I answer questions on another website and this question was recently posed and the economy being what it is, I thought a broader audience might appreciate the advice.
Question: If a person has a work comp injury with restrictions can they be laid off of work?
Answer: The answer is sometimes, yes and sometimes no. The answer all depends on how the doctor released the employee, with or without restrictions.
This question demonstrates why a release to return to work should be in writing and clearly set forth any restrictions on activity levels. Written releases of weight, time, push, pull, climbing, squatting, heights limits, to name a few are so very important and without the restrictions no one, especially the employer know how to treat the employee’s performance. If the employer is left with just listening to the employee about what they can and can not do, then doubts develop about the employee’s motivation and the employee is playing right into the prejudice that already exists in the workers’ compensation system.
A person who has been injured and off work (with a doctor’s excuse) due to a work related injury is entitled to receive workers’ compensation benefits until one of three things happen. First, this period is known as the healing period and it runs up to the time when the employee returns to work, is released to return to work or reaches maximum medical improvement, which first occurs. Once released the employer must accept the employee. (I refer to these periods as RTW, RRTW or MMI.) Once released the employee must show up for work. Healing periods begin with the first date of disability and end with the release to return to work.
Restricted releases to return to work mean the employee is released for a trial of work. A trial of work is one in which the doctor wishes to see if the employee can be progressively reintroduced to their old job. If the employer accommodates those restrictions then all is well, but if not then the employee is back on healing period until the time when they either return to work or reach maximum medical improvement.
When during the healing period the employer has had to lay workers off due to a slow economy like the rest of the work force the employee must weather the slow down using unemployment benefits, not workers’ compensation benefits. But if the doctor’s excuse was for light duty (a release with restrictions) and employer is not able to accommodate those restrictions then the employee would be back on w.c. benefits as not yet healed. It’s simply a matter of the restrictions being in writing, the type of release being light duty and the employer not being able to accommodate the restricted work.
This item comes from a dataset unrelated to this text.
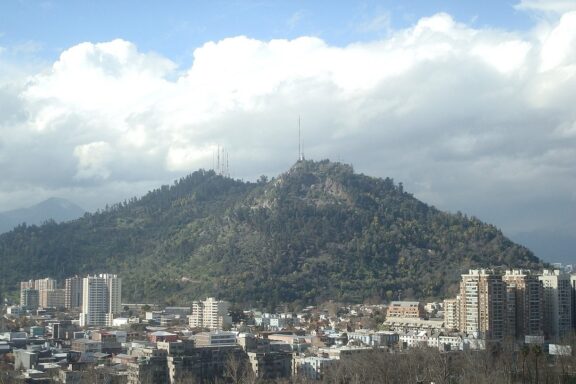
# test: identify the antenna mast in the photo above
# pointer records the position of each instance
(300, 153)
So if you have the right release and the employer doesn’t accommodate it then you should still receive workers’ compensation benefits under Iowa law.
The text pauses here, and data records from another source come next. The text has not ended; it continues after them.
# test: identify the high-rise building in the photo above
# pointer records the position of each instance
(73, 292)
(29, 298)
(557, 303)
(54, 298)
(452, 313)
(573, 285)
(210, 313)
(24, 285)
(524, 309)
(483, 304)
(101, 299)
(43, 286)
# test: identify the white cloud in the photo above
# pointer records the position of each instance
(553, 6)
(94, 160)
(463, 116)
If after being released to return to work you have a dispute with your employer about taking you back don’t get mad, hire a lawyer to assist you. Attitudes can be a good thing and bad all at the same time. I know you’re scared about being able to pay the bills and the kids need to eat, but keep your head about you and think. The Iowa Industrial Commission, otherwise known as Iowa Workforce Development (God I hate that name, what’s wrong with saying Industrial Commission?) is here to resolve disputes. There are times that even workers’ who act heroically are denied benefits.
August 26, 2008, Little Rock, Arkansas – McDonald’s Employee rescues customer who is being attacked by another customer, is shot and his employer argues he was not advancing the interests of the employer. The employee incurred over $300,000 in medical expenses.